It really depends on what you mean by "recognize". If you extensively practice scales, your fingers will be used to moving in certain patterns (yes, it's obviously not the fingers but the motor control that is involved here, but the meanin should be clear). In combination with your hearing and tab reading skills, this will progress to fluid playing, with the notes mainly falling in places you are musically anticipating. That is some kind of recognition.
If your primary focus is on analysis, being able to sight-discern harmonic frames, voice-leading, and improvise alternate lines and patterns outside of the given score, the visuals of a regular score tend to facilitate a more direct grasp of the musical framework you are moving in. It functions better as a conveyance of musical concepts than a tab, a tool primarily intended for conveying motoric patterns rather than musical content.
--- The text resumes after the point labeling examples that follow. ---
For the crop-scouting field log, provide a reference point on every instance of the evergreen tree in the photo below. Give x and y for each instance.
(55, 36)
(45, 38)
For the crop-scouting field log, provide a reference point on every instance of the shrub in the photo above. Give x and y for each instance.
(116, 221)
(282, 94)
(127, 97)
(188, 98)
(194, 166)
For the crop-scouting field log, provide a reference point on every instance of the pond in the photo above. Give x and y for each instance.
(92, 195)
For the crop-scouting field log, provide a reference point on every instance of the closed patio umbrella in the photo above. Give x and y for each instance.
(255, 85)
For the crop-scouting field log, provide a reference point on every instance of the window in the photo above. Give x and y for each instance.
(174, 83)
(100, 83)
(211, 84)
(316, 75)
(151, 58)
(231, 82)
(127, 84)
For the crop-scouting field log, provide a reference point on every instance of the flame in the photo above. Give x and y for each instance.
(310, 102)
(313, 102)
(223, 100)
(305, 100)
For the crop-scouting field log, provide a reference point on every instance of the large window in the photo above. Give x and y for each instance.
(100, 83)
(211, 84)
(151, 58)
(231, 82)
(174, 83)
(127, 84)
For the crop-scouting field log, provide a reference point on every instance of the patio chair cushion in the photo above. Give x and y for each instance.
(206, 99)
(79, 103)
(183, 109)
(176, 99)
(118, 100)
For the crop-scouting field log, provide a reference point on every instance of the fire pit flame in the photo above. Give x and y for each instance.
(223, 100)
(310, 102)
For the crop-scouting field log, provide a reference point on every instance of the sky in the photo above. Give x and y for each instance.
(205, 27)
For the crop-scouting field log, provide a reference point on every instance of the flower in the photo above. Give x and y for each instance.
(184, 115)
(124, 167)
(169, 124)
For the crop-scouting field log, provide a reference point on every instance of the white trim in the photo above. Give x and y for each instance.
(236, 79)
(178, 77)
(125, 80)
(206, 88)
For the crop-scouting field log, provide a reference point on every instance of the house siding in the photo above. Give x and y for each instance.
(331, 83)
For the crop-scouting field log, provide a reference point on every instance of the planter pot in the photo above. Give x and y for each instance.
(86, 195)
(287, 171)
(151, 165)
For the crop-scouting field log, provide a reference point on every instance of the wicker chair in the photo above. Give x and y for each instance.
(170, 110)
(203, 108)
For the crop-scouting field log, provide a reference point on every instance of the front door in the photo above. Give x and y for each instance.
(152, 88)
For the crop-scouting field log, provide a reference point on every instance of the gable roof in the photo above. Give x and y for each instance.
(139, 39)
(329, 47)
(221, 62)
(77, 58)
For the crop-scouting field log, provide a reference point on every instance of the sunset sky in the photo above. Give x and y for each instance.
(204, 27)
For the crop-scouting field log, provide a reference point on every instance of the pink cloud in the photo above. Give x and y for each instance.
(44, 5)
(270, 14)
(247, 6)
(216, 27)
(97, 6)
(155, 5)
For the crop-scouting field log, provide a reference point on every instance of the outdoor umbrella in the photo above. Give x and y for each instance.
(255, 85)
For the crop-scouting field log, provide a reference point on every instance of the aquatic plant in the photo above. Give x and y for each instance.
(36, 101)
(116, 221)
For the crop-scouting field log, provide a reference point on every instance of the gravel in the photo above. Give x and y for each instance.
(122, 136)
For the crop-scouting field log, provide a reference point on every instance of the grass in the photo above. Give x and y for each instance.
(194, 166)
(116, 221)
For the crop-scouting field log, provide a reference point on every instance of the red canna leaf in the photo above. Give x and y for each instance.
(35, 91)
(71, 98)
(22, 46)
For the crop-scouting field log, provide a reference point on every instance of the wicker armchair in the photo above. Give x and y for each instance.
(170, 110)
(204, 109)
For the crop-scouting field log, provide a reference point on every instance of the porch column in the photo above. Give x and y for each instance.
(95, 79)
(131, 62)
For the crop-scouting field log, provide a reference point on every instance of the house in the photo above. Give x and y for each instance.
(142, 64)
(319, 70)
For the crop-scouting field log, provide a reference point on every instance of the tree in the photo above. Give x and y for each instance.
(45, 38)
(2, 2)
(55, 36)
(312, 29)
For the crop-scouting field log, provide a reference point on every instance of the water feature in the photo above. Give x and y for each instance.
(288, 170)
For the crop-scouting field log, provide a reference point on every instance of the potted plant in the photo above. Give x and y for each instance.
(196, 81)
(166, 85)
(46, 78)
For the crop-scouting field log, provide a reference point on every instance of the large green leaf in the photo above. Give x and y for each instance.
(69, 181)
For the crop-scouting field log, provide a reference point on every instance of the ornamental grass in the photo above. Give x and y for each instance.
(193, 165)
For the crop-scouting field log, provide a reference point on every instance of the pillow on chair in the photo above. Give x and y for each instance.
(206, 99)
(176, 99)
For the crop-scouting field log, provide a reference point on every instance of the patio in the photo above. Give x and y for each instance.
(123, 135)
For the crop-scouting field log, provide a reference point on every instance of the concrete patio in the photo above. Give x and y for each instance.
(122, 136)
There is a reason that tabs (not just for stringed instruments) have started falling out of favor for professional musicians sometime since the late Baroque period, possibly partly driven by ongoing evolvement of instruments and tunings that made for more of a nuisance adapting tabs rather than note-based scores. The additional considerable learning effort required for a fluid interpretation particularly of polyphonic note scores over their tab equivalents tends to deliver returns regarding the bars for expanding on musical content.
With regard to how recognition of scales in tabs vs notes will affect your playing abilities, I consider it likely that you are overthinking this. Unless you have additional affinities to note scores by playing other instruments or singing, I doubt that at the mere scale level you'll experience persisting limitations of either notation.
In the end, the main improvement to playing scales is to be expected from practising playing scales and in that way cementing the connection with what your fingers are doing and what you are expecting to hear.